21. The Code sets out the margin of discretion as to the continuation of a specific preventive measure. Article 257 reads, in so far as relevant:
“1. Detention on remand shall not be imposed if another preventive measure is sufficient.”
Article 259, in its relevant part, reads:
“1. If there are no special reasons to the contrary, detention on remand shall be lifted, in particular if depriving an accused of his liberty would:
(1) seriously jeopardise his life or health; or
(2) entail excessively harsh consequences for the accused or his family.”
The 1997 Code not only sets out maximum statutory time-limits for detention on remand but also, in Article 252 § 2, lays down that the relevant court – within those time-limits – must in each detention decision determine the exact time for which detention shall continue.
22. Article 263 sets out time-limits for detention. In the version applicable up to 20 July 2000 it provided:
“1. Imposing detention in the course of an investigation, the court shall determine its term for a period not exceeding 3 months.

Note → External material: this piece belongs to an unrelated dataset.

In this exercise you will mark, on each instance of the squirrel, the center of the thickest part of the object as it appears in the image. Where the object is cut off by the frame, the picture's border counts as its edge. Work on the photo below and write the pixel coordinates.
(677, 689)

2. If, due to the particular circumstances of the case, an investigation cannot be terminated within the term referred to in paragraph 1, the court of first instance competent to deal with the case may – if need be and on application made by the [relevant] prosecutor – prolong detention for a period [or periods] which as a whole may not exceed 12 months.
3. The whole period of detention on remand until the date on which the first conviction at first instance is imposed may not exceed 2 years.

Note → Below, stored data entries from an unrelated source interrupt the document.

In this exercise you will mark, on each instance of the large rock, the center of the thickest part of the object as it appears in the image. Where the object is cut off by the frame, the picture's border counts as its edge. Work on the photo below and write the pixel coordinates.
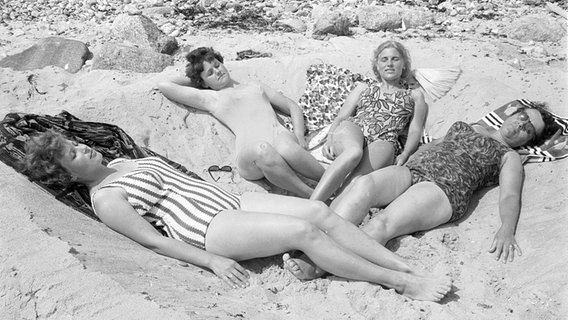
(391, 17)
(140, 30)
(113, 56)
(536, 28)
(380, 18)
(52, 51)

4. Only the Supreme Court may, on application made by the court before which the case is pending or, at the investigation stage, on application made by the Prosecutor General, prolong detention on remand for a further fixed period exceeding the periods referred to in paragraphs 2 and 3, when it is necessary in connection with a stay of the proceedings, a prolonged psychiatric observation of the accused, a prolonged preparation of an expert report, when evidence needs to be obtained in a particularly complex case or from abroad, when the accused has deliberately prolonged the proceedings, as well as on account of other significant obstacles that could not be overcome.”

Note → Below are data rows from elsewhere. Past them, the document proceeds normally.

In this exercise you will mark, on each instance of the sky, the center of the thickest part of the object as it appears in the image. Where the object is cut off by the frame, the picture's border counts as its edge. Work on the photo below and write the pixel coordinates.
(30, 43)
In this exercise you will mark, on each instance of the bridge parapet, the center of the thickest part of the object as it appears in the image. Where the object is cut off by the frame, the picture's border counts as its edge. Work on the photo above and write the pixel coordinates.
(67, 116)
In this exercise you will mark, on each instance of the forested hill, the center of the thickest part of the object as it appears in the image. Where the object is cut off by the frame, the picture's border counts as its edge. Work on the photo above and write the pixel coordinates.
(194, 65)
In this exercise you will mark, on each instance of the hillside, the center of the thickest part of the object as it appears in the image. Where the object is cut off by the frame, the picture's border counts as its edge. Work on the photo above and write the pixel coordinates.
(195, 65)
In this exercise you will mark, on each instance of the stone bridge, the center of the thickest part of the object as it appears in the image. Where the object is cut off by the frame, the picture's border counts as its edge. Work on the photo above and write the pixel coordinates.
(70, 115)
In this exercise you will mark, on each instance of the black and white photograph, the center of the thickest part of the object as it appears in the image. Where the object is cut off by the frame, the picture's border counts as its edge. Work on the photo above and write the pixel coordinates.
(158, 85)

On 20 July 2000 paragraph 4 was amended and since then the competence to prolong detention beyond the time-limits set out in paragraphs 2 and 3 has been vested in the court of appeal within whose jurisdiction the offence in question has been committed.
B. Censorship of correspondence
1. The Code of Execution of Criminal Sentences 1997
23. Rules relating to means of controlling correspondence of persons involved in criminal proceedings are set out in the Code of Execution of Criminal Sentences (Kodeks karny wykonawczy) (“the 1997 Code”) which entered into force on 1 September 1998.
24. The relevant part of Article 103 § 1 of the Code provides as follows:
“Convicts (...) have a right to lodge complaints with institutions established by international treaties ratified by the Republic of Poland concerning the protection of human rights. Correspondence in those cases (...) shall be sent to the addressee without delay and shall not be censored.”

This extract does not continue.